Tuesday, November 02, 2010

Publishing's New York Lunchroom Turns 25

Union Square Cafe celebrates a quarter century
By Lynn Andriani, Oublishers Weekly, Nov 01, 2010

One day in November 1985, a man wearing an ascot walked into the just-opened Union Square Cafe on East 16th Street in New York City. He said to the restaurant's owner, Danny Meyer, in an accent Meyer describes as "inimitable," "I hear you have oysters." And so began Farrar, Straus & Giroux cofounder Roger Straus's patronage of the restaurant that has become downtown's go-to hub for publishing lunches.

"The very good fortune we had way back at the beginning that a small handful of publishers adopted Union Square Cafe as their lunch club has stood us in incredible stead all these years later," Meyer says.
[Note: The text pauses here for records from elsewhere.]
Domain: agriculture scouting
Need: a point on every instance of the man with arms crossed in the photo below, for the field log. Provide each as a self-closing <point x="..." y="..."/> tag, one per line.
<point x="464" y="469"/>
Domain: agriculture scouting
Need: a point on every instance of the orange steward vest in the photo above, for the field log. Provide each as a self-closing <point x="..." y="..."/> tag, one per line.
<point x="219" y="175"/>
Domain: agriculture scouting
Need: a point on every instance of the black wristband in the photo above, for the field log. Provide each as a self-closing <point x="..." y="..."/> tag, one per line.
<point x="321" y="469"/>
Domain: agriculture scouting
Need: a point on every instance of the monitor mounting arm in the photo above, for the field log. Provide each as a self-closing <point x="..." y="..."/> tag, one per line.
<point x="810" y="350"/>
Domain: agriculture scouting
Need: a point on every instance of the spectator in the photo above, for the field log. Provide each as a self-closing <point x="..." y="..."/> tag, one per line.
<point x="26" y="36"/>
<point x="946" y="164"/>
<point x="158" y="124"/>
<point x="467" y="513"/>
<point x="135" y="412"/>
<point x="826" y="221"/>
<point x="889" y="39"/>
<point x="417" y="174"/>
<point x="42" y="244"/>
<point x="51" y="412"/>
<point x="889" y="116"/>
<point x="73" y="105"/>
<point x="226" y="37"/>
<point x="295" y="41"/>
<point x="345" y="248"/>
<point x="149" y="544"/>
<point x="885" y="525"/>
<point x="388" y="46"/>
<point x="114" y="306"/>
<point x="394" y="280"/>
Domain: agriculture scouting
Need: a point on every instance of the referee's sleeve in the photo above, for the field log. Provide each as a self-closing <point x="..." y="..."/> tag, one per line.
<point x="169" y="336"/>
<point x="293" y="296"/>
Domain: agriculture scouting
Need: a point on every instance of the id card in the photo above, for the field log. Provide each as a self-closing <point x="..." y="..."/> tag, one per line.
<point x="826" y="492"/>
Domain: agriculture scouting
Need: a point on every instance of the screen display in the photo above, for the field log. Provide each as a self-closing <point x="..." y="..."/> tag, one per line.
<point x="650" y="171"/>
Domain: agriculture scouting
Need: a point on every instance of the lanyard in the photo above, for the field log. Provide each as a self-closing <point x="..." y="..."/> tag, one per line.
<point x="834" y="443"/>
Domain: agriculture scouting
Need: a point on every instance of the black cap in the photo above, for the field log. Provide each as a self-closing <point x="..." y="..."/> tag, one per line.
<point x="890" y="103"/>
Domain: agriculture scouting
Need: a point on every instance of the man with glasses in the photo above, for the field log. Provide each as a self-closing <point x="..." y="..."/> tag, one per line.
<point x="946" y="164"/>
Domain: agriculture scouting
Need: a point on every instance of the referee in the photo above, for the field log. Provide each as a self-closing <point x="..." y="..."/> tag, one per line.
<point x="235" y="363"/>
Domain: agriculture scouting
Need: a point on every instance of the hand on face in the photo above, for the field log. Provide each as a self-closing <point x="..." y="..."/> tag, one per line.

Among the publishing legends who've been regulars at USC besides Straus (whose office was less than a block away) are Abrams's former publisher and editor-in-chief Paul Gottlieb, Knopf v-p and editor-at-large Gary Fisketjon, and Grove/Atlantic president and publisher Morgan Entrekin.

Literary agent Mary Evans, who got her start at FSG in 1974, remembers when the restaurant was a health food store called Brownie's. "It's hard for people to understand how few lunch places there were in the neighborhood," she says, recalling only two options for the house's editors: Lüchow's, where she says a rat once ran over Straus's foot, and an Armenian restaurant called the Dardanelles on University Place. When Union Square Cafe opened, it gave publishers in the area a much-needed option.

Another agent, David Black, eats at USC at least once a week. Why? "Because the food is good, it is comfortable, and there is plenty of distance between tables so I can conduct business in an atmosphere I would describe as informal yet elegant." And, he adds, "in a business where it feels like you eat for a living, the menu is varied and healthy, if you choose." Deals are often made at the restaurant; Evans says she once had a lunch there, talked about a project, "and by that afternoon I had a well-into-the-six-figures pre-empt." And Norton executive editor Bob Weil has recently made a tradition of taking an author to USC to celebrate signing up a book.